First take a head of cabbage (or however much you want), wash and dice.
Then pound the cabbage with a mallet, stone or big wooden spoon. Anything heavy enough to help break it up and squish up the juices.
Start layering it into the jar you are going to ferment in. Sprinkle a layer of cabbage,
Then a layer of sea salt (not a whole teaspoon, this was just to show what kind of salt I use)
Then a layer of whole caraway seed.
Continuing layering until you run out of cabbage or your jar is full. It is best to use a jar that won’t leave a lot of space at the top.

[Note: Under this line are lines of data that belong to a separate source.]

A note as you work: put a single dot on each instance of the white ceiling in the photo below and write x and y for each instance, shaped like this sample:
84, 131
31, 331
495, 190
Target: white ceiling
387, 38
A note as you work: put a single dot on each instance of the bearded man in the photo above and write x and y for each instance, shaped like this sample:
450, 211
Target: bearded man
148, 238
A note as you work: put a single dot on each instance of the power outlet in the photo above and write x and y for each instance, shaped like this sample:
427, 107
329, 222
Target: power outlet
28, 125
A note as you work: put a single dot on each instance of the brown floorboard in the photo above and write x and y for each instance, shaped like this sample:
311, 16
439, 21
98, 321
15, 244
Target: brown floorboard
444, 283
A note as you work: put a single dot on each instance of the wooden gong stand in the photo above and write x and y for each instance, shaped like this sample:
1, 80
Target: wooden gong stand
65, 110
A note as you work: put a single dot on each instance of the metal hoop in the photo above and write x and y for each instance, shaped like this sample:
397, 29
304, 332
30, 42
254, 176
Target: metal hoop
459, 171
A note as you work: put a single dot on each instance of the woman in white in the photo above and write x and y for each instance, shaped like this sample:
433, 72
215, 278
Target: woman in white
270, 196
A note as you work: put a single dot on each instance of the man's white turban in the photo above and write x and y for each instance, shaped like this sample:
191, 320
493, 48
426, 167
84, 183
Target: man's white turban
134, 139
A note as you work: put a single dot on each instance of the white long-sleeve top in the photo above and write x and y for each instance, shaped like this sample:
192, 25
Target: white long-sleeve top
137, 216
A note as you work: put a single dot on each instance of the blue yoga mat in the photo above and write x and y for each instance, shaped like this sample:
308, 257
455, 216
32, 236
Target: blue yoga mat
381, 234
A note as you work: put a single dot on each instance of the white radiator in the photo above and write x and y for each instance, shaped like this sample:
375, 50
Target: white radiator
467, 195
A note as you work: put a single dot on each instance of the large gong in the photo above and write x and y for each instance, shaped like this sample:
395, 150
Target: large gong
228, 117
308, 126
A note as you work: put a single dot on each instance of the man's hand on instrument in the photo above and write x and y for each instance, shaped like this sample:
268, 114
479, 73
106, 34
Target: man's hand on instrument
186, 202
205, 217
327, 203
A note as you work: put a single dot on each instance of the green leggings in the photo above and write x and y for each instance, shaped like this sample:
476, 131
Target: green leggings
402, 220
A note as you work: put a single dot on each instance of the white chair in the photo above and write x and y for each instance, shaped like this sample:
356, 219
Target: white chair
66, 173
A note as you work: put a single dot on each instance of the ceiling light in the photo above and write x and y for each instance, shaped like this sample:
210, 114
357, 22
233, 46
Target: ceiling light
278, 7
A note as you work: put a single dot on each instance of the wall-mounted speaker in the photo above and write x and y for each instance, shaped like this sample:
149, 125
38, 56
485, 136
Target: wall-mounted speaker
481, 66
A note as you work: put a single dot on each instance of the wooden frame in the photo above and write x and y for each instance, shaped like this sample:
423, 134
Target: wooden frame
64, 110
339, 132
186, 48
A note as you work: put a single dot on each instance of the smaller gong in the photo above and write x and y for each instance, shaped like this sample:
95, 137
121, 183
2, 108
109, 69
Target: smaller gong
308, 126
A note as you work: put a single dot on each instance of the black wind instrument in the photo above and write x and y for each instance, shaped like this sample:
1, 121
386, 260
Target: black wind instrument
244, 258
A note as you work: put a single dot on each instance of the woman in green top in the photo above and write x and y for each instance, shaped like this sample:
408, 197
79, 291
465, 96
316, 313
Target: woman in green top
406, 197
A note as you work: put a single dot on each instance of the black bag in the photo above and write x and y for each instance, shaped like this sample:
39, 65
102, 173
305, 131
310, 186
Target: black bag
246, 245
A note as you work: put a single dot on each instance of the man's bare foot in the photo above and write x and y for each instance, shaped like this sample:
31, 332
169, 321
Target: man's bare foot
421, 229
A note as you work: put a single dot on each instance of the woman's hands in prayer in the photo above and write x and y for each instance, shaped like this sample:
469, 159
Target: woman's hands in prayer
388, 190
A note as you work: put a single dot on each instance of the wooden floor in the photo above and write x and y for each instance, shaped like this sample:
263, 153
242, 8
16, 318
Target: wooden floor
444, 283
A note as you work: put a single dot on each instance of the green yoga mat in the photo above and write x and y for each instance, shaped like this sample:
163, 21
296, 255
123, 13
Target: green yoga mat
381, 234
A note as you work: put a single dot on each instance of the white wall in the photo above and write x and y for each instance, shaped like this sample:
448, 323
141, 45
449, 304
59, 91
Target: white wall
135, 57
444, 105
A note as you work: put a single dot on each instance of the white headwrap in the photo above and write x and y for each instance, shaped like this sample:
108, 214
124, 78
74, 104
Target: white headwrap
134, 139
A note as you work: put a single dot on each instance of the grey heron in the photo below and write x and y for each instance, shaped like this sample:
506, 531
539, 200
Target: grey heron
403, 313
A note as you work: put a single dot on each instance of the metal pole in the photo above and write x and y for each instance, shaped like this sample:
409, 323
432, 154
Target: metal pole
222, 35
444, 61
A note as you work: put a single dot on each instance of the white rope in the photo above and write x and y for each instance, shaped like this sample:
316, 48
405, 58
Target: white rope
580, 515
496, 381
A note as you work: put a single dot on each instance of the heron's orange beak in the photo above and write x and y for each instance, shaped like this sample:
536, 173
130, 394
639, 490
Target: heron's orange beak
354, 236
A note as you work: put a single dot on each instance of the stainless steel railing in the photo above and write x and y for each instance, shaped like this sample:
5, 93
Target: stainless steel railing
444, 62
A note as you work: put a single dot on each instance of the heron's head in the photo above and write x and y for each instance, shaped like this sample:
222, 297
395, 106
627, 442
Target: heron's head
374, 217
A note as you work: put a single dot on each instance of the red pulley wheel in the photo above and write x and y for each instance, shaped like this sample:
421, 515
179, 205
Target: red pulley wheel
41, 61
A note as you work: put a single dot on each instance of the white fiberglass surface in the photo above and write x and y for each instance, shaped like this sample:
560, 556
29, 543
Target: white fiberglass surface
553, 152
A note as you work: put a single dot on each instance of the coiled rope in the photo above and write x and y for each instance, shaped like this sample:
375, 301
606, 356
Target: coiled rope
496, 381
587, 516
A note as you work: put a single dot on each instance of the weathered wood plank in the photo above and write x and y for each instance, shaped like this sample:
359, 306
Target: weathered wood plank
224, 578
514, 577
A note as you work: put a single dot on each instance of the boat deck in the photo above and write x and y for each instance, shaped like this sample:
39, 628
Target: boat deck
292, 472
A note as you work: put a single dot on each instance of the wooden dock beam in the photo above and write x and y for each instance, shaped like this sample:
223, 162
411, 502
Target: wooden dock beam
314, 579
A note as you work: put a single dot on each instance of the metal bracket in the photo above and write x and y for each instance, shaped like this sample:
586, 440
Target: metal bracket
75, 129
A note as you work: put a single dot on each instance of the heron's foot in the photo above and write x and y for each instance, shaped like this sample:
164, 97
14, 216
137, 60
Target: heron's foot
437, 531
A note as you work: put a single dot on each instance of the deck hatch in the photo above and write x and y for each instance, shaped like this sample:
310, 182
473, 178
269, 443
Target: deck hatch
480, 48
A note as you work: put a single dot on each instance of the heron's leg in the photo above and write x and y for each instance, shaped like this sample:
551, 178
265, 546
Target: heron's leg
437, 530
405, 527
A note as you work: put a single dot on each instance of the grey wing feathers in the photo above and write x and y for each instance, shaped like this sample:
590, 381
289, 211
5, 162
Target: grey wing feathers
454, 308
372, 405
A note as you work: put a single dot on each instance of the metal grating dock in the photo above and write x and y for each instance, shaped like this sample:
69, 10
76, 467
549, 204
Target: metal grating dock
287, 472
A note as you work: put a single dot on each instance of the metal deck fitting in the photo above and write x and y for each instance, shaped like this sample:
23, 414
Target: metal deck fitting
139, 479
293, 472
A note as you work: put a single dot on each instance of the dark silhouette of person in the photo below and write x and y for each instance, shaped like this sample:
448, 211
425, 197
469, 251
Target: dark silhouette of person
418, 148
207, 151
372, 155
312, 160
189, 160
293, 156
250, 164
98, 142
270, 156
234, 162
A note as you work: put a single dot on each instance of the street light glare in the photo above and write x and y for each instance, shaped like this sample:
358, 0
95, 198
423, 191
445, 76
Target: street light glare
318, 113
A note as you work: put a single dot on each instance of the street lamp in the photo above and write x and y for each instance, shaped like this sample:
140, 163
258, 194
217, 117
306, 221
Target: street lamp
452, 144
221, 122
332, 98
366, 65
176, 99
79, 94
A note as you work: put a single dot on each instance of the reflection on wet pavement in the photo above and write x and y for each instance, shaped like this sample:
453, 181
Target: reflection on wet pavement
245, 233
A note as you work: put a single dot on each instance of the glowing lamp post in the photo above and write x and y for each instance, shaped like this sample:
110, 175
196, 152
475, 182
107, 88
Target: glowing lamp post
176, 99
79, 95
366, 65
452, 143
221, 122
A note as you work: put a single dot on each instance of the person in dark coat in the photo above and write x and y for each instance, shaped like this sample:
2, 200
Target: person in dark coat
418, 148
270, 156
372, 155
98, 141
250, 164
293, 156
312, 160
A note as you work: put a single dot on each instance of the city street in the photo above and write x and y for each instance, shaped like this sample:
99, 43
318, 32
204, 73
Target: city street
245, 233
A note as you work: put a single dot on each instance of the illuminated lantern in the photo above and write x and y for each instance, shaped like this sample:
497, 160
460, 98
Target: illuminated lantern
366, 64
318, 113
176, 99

Usually I use gallon size swing top jars, but this was a tiny little head of cabbage given to me by a friend, so it wouldn’t have filled up the big jar. Once the jar is full or cabbage you can pour a little bit of whey in (although this step is optional, since the salt and cabbage will ferment just fine without it). If the juices from the cabbage, plus any whey do not provide enough liquid to cover the cabbage, add water until the cabbage is all under liquid. Then seal it up! You do not need this kind of jar. Just one that is as airtight as possible.
That part on the top isn’t necessary, but it lets out the CO2. You can ferment sauerkraut however long you want. I usually do it four weeks. So, it is in my pantry now. Ready next month!!!!
Now you try.
Thank you to the Sally Fallon’s Nourishing Traditions cookbook for the recipe, which I have only minimally adapted.